Dr. Daniel Tanure participated in the study along with Dr. Laura Moreira and Dr. Renato Rebouças from the São Vicente de Paulo Hospital, Dr. Jansen Tanure from the Federal University of Minas Gerais and Professor Joao Rezende-Neto from the University of Toronto. of this case. His work was published in the International Journal of Surgical Case Reports. The girl presented several days of abdominal pain, constipation, and decreased appetite, but without vomiting, fever, or peritoneal signs. Despite normal ultrasound results, further investigation revealed serious underlying problems.

Upon admission to hospital, initial investigations included blood tests and abdominal x-rays. Blood tests revealed elevated white blood cell counts and C-reactive protein levels, indicating an inflammatory response. Abdominal radiographs showed a linear metallic foreign body in the small intestine and gas distension in the proximal gastrointestinal tract. These findings pointed to the presence of multiple magnets causing obstruction.

Given the severity of the symptoms and initial findings, the medical team decided to proceed with a midline laparotomy. Dr. Tanure explained that this surgical approach was necessary to directly address the intestinal perforation and recover the magnets. During surgery, the team discovered that the magnets were connected in a linear configuration and caused a small perforation in the intestine. The magnets were removed and the damaged section of intestine was repaired through a meticulous process that involved resecting the necrotic tissue and suturing the perforated area. “The magnets probably pinched the intestinal wall by attracting each other, causing ischemia and perforation,” Dr. Tanure said.

Significantly, ingestion of multiple magnets increases the risk of serious complications such as volvulus, fistulas and perforation, which can lead to peritonitis and potentially death if not treated promptly. The team noted that endoscopic removal of such foreign bodies is preferred when possible. However, in this case the surgical route was necessary because the magnets had already passed from the stomach to the intestines. Initial noninvasive measures included insertion of a nasogastric tube to decompress the stomach and administration of laxatives to facilitate passage of the magnets. However, when these measures proved insufficient, surgical intervention was required to avoid further complications.

Ingestion of magnets is a growing concern, especially in young children. A study conducted in the US reported a significant number of cases over a decade, with the majority of incidents involving children in this age group. Similarly, a Latin American study found that a notable fraction of endoscopies performed in children were due to ingestion of magnets. These figures underline the importance of preventive measures and parental awareness to avoid such dangerous incidents.

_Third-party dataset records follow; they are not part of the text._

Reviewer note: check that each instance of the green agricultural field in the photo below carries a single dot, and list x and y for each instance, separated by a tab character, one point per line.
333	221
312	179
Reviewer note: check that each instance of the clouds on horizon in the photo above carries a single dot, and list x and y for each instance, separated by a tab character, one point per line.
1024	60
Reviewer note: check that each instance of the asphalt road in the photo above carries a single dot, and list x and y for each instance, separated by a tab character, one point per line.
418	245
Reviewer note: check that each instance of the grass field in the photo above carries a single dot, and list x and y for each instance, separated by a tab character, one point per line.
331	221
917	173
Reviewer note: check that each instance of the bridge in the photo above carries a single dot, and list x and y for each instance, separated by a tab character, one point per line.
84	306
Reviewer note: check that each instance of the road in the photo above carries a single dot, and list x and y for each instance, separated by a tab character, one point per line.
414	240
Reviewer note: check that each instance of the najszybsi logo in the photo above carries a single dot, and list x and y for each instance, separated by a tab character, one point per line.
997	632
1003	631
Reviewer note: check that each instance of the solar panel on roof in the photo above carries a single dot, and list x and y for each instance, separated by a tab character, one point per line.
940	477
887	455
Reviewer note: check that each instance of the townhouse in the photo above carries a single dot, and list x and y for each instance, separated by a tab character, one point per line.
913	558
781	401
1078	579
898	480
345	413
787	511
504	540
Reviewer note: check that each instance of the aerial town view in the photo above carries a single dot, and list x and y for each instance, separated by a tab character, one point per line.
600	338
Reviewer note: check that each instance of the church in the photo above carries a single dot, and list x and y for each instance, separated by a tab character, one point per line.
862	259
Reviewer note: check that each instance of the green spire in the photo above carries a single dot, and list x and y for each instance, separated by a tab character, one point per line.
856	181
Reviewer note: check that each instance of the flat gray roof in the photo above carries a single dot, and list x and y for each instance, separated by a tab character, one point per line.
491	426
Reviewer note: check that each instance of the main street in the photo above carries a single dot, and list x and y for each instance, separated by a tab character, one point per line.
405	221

Dr. Tanure emphasized that parents and caregivers should be aware of the risks posed by magnetic toys and household items. “Awareness and education are crucial to preventing these incidents,” he said. The team's findings argue for increased public health campaigns to educate about the dangers of magnet ingestion and the importance of timely medical intervention.

In conclusion, ingestion of multiple magnets poses significant health risks in pediatric patients, requiring a rapid and effective medical response. The detailed case report by Dr. Tanure and his colleagues provides valuable information on the clinical management of such cases, emphasizing the importance of awareness and preparedness among both healthcare providers and caregivers.

Magazine reference

Tanure, D., Moreira, L., Tanure, J., Rezende-Neto, J., Rebouças, R. “Pediatric ingestion of multiple magnetic balls causing intestinal perforation: a case report.” International Journal of Surgery Case Reports, 2024. DOI: https://doi.org/10.1016/j.ijscr.2024.109505

About the Author

Dr. Daniel Tanure He is a Family Medicine resident at McMaster University, Ontario, Canada. Dr. Tanure earned his medical degree from the Federal University of Minas Gerais, in Belo Horizonte, Brazil, from 2013 to 2019. He worked in Brazil as an independent physician in the emergency department of the Sao Vicente de Paulo Hospital in Aracuai, in the Immunobiology Special Reference. Center of Belo Horizonte, and in the ICU of the Eduardo de Menezes Hospital before beginning his postgraduate training at McMaster. His main areas of interest are emergency medicine, medical education and intensive care.